Thank you so much for responding. We've been having serious issues for about a year now. We've had appointments with a pediatric psychologist who chalks it up to "this is normal and kids can be defiant". That I understand......I was a preschool teacher and feel like I have seen it all........but not this. It's hard for me to talk about because, well it just hurts. I find us not going out to restaurants anymore, out shopping and I avoid playdates at all cost simply because of the behavior. His preschool has been WONDERFUL with trying to help us find a solution to the behavior. It wasn't until yesterday when I picked him up that his teacher had asked me if I had heard of ODD. I had never heard of it........I looked it up and it is SO my son. Every single symptom. I'm going to call his pediatrician and hopefully FINALLY after a year of no progress go down another route. I am so sad and just don't know what to do.
We just got back last week from
Disneyland and it was a rough trip. Not the trip I thought it would be. Don't get me wrong..there were great moments. But also I was in silent tears for a lot of it. I almost postponed it because I was afraid this would happen.
You're welcome. I am very sorry to hear your trip was not as exciting as you hoped it would be. I am no stranger to silent tears and my throat hurting so bad from trying to stuff it down and not coming out as a loud whail.
I've had to lock my bedroom doors and take deep breaths to not pass out from the intense anger, when my chest would just sink in upon every breathe I drew because I was seething.
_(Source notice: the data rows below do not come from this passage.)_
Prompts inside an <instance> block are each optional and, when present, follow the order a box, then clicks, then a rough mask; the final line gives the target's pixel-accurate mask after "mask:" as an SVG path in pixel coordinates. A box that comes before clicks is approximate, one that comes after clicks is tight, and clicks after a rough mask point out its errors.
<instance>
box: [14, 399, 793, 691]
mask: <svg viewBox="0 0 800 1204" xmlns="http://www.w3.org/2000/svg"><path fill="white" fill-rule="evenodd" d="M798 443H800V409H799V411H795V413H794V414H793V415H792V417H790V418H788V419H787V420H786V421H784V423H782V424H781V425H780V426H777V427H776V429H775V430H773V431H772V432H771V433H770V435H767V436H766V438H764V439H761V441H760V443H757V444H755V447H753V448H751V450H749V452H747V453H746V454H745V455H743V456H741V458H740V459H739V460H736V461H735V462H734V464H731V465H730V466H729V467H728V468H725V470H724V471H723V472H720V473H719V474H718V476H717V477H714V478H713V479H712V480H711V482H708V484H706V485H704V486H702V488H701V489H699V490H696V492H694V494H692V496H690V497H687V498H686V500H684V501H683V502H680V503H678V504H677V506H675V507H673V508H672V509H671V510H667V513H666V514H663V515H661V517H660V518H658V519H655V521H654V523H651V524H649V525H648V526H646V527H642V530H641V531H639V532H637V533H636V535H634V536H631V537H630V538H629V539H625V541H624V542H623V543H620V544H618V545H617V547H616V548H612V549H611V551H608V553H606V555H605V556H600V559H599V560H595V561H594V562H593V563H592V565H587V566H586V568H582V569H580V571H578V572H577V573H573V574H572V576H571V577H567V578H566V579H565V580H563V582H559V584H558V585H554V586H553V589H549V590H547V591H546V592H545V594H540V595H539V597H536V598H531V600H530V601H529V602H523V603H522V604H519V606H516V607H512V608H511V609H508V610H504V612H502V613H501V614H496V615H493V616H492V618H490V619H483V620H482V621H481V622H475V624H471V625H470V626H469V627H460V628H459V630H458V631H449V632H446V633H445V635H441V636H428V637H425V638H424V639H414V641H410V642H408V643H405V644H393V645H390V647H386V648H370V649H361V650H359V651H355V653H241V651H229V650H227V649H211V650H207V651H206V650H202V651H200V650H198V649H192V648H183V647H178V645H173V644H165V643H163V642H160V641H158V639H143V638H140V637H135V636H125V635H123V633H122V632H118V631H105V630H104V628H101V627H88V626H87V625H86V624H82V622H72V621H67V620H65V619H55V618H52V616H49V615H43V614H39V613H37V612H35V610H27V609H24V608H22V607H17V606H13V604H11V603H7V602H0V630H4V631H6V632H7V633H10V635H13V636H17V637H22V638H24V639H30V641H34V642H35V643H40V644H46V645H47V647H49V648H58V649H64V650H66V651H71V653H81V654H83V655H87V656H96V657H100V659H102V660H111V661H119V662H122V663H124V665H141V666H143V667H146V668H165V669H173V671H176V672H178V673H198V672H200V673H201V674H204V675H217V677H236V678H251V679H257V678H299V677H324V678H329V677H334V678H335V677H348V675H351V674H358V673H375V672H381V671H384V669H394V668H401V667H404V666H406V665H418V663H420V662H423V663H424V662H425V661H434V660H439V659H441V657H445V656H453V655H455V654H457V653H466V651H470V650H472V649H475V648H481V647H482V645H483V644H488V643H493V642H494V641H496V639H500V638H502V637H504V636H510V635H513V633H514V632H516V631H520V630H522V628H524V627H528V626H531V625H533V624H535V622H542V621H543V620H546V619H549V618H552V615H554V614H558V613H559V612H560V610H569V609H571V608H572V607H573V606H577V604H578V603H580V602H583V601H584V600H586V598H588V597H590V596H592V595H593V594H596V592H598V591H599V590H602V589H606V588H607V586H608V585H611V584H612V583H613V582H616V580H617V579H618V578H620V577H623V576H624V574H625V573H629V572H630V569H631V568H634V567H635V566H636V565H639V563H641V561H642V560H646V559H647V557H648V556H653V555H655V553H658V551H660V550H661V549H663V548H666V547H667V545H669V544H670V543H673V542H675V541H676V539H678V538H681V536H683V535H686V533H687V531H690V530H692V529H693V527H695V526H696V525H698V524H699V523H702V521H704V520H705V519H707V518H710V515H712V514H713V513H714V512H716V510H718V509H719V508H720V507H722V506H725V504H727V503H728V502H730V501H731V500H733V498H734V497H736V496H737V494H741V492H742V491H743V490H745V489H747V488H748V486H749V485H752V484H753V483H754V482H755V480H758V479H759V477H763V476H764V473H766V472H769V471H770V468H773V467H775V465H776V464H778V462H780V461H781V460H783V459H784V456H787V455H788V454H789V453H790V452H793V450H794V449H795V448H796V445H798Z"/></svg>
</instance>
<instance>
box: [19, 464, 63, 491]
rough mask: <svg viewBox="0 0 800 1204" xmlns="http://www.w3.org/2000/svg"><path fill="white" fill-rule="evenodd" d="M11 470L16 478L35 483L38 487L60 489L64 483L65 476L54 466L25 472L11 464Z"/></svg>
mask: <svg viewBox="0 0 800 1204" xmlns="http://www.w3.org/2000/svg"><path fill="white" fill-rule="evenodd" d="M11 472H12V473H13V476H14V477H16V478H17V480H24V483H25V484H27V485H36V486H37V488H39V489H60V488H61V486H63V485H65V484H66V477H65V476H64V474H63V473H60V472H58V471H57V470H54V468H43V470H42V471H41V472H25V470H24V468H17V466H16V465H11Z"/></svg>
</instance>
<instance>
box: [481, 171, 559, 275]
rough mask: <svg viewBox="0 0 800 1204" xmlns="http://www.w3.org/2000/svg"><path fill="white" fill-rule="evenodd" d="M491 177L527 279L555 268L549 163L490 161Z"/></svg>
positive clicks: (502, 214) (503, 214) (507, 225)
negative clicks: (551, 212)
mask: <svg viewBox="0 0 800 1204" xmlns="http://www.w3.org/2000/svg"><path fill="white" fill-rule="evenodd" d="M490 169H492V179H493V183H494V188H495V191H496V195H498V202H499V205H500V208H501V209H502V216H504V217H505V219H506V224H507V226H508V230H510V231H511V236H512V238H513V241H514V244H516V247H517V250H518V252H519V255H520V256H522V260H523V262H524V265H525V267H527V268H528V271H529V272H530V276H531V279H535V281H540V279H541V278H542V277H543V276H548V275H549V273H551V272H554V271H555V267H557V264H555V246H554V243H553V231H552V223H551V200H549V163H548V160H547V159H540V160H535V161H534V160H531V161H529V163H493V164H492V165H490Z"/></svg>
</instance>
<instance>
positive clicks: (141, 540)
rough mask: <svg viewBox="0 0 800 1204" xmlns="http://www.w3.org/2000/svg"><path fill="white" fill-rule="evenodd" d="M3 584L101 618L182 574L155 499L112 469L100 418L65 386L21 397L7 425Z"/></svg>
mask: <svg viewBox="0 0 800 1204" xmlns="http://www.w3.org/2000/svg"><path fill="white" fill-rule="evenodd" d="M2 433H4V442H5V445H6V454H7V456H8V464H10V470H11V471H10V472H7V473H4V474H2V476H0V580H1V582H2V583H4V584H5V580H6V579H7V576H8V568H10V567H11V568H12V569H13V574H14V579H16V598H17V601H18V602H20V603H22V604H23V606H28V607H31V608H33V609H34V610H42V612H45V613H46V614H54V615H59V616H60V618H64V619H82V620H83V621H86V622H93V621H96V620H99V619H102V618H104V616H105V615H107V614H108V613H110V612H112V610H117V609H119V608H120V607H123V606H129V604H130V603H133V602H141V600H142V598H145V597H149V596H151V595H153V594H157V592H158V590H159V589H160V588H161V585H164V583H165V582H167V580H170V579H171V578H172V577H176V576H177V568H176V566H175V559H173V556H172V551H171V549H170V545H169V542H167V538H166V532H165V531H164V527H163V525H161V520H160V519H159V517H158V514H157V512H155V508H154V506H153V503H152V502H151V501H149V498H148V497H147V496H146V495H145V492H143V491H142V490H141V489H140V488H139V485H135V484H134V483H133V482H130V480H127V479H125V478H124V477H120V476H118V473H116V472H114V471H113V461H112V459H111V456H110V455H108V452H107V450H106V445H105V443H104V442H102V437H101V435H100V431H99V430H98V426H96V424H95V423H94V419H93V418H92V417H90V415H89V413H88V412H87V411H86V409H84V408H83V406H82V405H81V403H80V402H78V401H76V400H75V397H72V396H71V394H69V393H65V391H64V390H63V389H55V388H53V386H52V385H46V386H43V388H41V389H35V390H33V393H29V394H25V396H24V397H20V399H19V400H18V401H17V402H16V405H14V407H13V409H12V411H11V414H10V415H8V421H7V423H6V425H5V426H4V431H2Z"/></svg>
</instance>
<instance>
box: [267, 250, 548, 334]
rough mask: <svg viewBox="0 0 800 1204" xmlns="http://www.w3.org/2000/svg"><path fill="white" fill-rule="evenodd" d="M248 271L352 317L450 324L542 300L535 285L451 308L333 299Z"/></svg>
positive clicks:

I've had to leave work to come home to stop him from antagonizing my 16 y/o until my husband came home. They're alone for alone an hour a day. I had to come home early from a weekend away with my husband to relieve the family member he wasn't behaving for. I've had to endure looks of disgust while dealing with him, I've had a stranger tell me to get my hands off my kid, because what they didn't know is that my son jumped out of my car while we were battling at a stop light and when I got him I wasn't letting him go, nor was I being *gentle* about it getting him back in the car while people were gawking and beeping for me to move my car. I've had to apologize for him pushing his way past someone, letting the door go in their face, etc...but at the movie theater, he's great
He takes any small appliance, remote control, nail clippers, massagers, alarm clocks, radio control cars, or batter charged anything - apart. Most get put back together, most have to be thrown away in pieces. We've resorted to hiding things from him, but he always finds them. If he's interested, he'll be the greatest kid and he's extremely bright and will amaze us with his problem solving and great ideas - but if he doesn't want to do something, we brace ourselves for the fall out and my 16 y/o is really affected by this lately. It's never an easy day around here, I have learned to pick some battles and ignore others, but he is very challenging and trying for the sake of doing so - because he wants to. I won't even bother mentioning how it's affected our relationship with my SIL because of him.
He's been eval'd by the Special Ed teacher who finds him very capable. We're not done other testing yet, but I know we're headed for the ADD diagnosis once this is all done, I'm sure of it.
These kids are not easy to be around at times, but they are ours and because we love them, we perservere. The best thing we can do for them is get them the necessary help - though it took me too many years of thinking of many excuses as to why these behaviors were arising - these boards helped me realize that I am not a bad parent, I just have a child who needs professional help and that's ok. Many of us are have been there and we are here for you and everyone else when you need us.